Oh yes here comes one of the very classic philosophical questions…how do we know if we’re real? This question as well as other classics such as the chicken and the egg have kept me amused for years.

I firs thought about the are we real question when I was quite young and I must say that to this day I still don’t know, though I’d love to, how I arrived at this question no one had died and it’s not like I’d been watching anything more involved then Play School or the Wiggles at the time but I do remember I was roughly at that age when I first pondered this question(no wonder I was so good at it two years a go when we studied it in Philosophy!)

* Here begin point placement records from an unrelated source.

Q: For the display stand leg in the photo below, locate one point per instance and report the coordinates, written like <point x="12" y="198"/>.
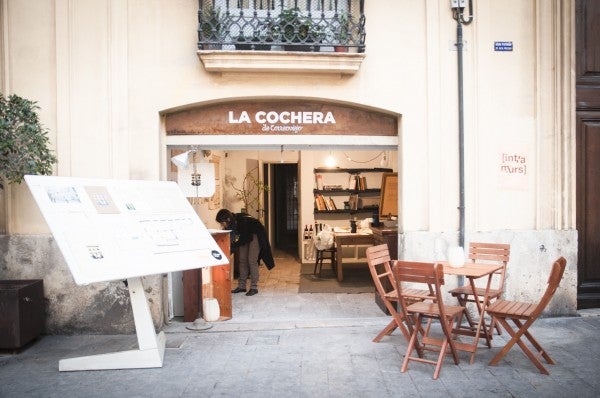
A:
<point x="151" y="349"/>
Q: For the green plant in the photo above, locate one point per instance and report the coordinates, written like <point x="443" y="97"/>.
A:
<point x="23" y="141"/>
<point x="212" y="24"/>
<point x="250" y="191"/>
<point x="342" y="31"/>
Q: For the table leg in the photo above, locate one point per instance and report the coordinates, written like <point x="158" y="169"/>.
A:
<point x="481" y="306"/>
<point x="338" y="260"/>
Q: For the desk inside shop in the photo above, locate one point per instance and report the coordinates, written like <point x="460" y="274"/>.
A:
<point x="350" y="247"/>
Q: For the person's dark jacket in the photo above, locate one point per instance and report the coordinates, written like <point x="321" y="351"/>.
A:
<point x="243" y="229"/>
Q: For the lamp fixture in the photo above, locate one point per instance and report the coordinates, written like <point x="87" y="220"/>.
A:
<point x="330" y="160"/>
<point x="200" y="181"/>
<point x="383" y="162"/>
<point x="182" y="160"/>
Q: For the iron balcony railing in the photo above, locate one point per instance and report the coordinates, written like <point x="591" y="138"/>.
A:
<point x="282" y="25"/>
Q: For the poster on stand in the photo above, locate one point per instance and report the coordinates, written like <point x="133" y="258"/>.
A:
<point x="118" y="229"/>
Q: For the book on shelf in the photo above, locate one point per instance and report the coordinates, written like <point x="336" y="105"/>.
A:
<point x="319" y="180"/>
<point x="362" y="183"/>
<point x="353" y="201"/>
<point x="352" y="182"/>
<point x="320" y="203"/>
<point x="332" y="204"/>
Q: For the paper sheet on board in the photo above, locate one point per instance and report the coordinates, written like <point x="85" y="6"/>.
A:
<point x="118" y="229"/>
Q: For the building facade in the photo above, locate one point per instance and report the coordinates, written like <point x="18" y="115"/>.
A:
<point x="123" y="85"/>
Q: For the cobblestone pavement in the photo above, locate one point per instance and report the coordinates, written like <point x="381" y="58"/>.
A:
<point x="284" y="344"/>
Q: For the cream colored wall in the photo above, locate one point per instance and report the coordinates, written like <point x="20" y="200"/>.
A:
<point x="102" y="71"/>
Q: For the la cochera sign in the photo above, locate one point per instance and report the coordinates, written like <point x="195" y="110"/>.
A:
<point x="284" y="121"/>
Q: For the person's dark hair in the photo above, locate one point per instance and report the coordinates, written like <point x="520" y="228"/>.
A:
<point x="224" y="215"/>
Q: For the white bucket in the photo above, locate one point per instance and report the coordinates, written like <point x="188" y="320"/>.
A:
<point x="456" y="256"/>
<point x="210" y="309"/>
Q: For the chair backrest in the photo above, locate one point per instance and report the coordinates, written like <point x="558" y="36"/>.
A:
<point x="378" y="258"/>
<point x="413" y="272"/>
<point x="556" y="274"/>
<point x="484" y="252"/>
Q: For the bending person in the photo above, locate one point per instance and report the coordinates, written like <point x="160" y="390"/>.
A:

My end conclusion was basically it doesn’t matter, which isn’t me being lazy (I’ll go into the details of my thoughts in a second) but me accepting that no matter if I’m real or not I’m stuck here with my suffering until I finally die. So therefore there isn’t any point in driving myself crazy(er) with the idea unlike Descartes(pronounced day-carts) and as he famously said “I think therefore I am.”, I do know that to whatever extent I personally am in fact real. Now obviously all these types of statements flow onto more questions and I could quite easily go way off the path here so I’ll try my best not to, but for those who can keep up this is how I think:

It’s though chemical and electrical impulses that we experience the world, which makes the world very very different for all of us so for as long as my brain is producing electrical impulses I am experiencing. A general definition of ‘life’ could be experiencing the world, so I know that by experiencing I am in life this for me is a rather easy conclusion to come to(it’s what life is that I find so much more interesting, but that’s not the point!), whether or not my body is real is what I have no way of knowing and while fun to think about it doesn’t actually bother me.

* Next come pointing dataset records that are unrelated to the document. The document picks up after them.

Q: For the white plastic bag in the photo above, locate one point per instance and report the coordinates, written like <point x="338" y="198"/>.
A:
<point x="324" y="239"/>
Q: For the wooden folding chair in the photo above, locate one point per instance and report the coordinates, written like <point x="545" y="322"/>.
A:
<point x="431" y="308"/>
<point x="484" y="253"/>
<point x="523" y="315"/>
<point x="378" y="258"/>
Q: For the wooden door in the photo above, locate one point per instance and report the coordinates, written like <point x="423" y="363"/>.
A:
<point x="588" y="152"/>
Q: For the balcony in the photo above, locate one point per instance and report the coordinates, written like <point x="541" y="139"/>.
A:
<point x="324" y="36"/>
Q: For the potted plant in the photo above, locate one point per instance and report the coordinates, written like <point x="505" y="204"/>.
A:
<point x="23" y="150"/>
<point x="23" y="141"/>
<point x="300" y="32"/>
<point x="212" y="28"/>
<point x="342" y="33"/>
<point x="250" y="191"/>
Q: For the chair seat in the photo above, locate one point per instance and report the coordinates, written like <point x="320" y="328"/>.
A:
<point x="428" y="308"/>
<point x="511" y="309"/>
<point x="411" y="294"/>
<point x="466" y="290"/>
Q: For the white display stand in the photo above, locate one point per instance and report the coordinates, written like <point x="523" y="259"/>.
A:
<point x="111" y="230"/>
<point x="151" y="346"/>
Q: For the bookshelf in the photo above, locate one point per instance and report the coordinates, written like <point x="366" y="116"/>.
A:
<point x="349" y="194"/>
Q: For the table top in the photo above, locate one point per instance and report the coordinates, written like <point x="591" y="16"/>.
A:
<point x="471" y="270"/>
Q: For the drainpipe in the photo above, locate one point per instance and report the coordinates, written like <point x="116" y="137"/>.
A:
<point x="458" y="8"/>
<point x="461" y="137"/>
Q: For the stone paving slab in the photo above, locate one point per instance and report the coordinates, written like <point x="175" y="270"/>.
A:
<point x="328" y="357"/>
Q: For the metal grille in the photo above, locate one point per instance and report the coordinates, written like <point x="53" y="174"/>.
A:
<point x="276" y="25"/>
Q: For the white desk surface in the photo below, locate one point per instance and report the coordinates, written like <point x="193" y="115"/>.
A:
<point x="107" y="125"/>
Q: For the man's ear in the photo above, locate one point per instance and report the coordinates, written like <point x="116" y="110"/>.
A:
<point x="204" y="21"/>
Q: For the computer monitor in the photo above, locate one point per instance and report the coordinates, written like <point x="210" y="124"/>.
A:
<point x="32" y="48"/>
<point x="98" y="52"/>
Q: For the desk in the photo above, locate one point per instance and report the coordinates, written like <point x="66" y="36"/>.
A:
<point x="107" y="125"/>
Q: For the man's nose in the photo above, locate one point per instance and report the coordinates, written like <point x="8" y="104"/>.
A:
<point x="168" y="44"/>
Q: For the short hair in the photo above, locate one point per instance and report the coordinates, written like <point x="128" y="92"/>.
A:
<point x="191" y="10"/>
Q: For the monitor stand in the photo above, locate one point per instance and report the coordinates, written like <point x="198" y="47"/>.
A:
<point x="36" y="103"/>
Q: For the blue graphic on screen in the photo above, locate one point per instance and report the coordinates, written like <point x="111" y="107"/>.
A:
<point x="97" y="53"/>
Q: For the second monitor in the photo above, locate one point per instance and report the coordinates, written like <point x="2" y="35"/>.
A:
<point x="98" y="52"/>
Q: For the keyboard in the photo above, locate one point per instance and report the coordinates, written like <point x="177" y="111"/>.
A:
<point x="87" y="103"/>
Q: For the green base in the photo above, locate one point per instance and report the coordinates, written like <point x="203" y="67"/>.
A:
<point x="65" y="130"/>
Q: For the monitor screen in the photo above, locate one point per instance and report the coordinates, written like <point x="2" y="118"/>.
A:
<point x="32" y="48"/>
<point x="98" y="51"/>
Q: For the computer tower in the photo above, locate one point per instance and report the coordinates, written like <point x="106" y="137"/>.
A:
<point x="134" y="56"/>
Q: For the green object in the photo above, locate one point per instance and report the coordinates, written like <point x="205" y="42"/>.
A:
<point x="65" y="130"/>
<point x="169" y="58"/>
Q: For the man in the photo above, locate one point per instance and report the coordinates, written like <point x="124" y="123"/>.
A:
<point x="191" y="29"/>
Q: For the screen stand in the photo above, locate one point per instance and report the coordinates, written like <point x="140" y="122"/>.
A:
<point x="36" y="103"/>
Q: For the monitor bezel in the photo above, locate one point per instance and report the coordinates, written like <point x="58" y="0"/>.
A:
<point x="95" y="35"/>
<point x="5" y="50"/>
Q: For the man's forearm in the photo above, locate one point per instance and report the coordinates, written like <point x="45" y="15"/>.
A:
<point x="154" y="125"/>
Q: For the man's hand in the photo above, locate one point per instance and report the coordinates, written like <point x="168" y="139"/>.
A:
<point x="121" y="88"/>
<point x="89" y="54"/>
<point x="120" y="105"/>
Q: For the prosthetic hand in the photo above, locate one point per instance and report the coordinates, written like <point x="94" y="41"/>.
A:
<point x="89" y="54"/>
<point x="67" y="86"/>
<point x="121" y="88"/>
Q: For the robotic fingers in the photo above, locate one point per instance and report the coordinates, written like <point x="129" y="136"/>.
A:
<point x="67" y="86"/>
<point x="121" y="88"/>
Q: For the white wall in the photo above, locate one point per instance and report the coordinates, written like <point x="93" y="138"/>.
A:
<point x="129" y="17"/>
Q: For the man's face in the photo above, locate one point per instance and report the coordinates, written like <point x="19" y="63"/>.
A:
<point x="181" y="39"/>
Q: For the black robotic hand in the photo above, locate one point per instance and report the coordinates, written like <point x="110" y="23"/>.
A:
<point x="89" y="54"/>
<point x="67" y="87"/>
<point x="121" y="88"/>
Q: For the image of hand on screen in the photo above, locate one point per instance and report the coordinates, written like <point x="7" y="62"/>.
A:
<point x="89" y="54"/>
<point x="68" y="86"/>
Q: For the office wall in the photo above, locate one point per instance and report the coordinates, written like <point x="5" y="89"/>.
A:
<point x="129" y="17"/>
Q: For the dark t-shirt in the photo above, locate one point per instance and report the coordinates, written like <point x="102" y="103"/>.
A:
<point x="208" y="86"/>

Now in theory the brain could survive in the right conditions outside the body(just because we can’t currently do it doesn’t mean it can’t be done)  and if there was some kind of nervous system attached in some manner it’s possible for it to then be tricked into feeling a body that isn’t there, we’ve all heard the stories of people who’ve had limbs cut off that then itch or feel heavy ect. so that provides proof to a degree that the physical doesn’t need to be there for the brain to think it feel’s it. This is the part that tends to give people a head ache or drives them crazy. So this indicates that it’s entirely possible that my brain could simply think that it feels the physical elements around me, including my body and because it’s my brain that is suppose to tell me what I’m experiencing is real or not I have no real way of telling if the physical things around me are real.

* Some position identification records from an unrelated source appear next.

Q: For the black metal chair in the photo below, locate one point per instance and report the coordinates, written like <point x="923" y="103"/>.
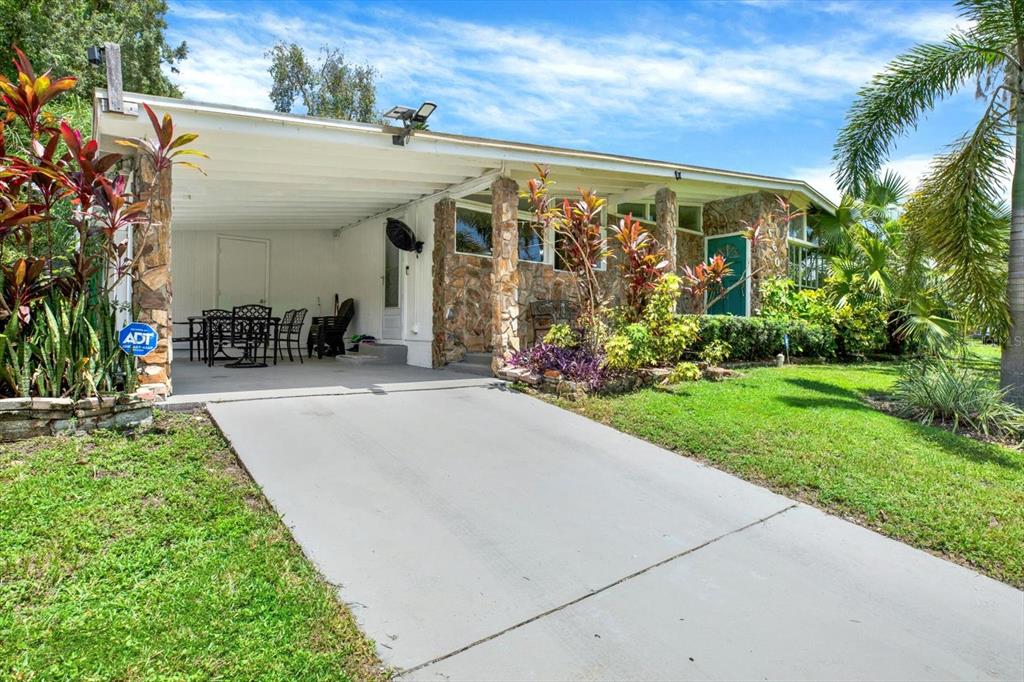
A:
<point x="250" y="330"/>
<point x="327" y="334"/>
<point x="196" y="338"/>
<point x="290" y="331"/>
<point x="217" y="334"/>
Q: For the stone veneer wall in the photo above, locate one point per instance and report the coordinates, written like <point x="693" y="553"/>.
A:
<point x="689" y="252"/>
<point x="771" y="257"/>
<point x="27" y="418"/>
<point x="465" y="283"/>
<point x="152" y="286"/>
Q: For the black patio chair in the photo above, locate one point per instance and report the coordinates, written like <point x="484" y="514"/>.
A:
<point x="250" y="331"/>
<point x="327" y="334"/>
<point x="289" y="331"/>
<point x="217" y="334"/>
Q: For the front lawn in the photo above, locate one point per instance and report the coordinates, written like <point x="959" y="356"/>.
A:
<point x="806" y="432"/>
<point x="156" y="556"/>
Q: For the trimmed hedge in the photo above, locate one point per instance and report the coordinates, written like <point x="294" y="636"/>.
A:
<point x="762" y="338"/>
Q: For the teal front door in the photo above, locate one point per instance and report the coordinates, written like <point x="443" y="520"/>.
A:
<point x="733" y="249"/>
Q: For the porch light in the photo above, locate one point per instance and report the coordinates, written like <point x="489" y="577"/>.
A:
<point x="424" y="112"/>
<point x="409" y="118"/>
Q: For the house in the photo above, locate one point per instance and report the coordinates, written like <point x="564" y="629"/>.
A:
<point x="292" y="212"/>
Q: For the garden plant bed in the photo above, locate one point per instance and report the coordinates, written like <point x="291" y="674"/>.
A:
<point x="884" y="405"/>
<point x="30" y="417"/>
<point x="153" y="554"/>
<point x="807" y="432"/>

A good example of this would be any kind of hallucination, at the time it looks very real and you’ve got no real way of saying if it’s really there or not, another example which should be much easier for people to relate to would be a dream. Everything in a dream feels real, all your senses are telling you that this is really happening to the point that I woke up the other night with panic attacks because my dream felt that real and it’s not until you wake up from the dream(unless you’ve trained yourself to dream in a lucid manor) that you find it wasn’t real. All that dream was was chemical and electrical impulses from your brain telling you that you felt that slap on the face.

So there you have it, by my own reckoning it’s 100% possible that we could simply be a brain in a vat experiencing things that really don’t exist. But I ask you, if you can experience these things does that in fact make them real?(this too is something I’ve thought a lot on and might cover in another post.)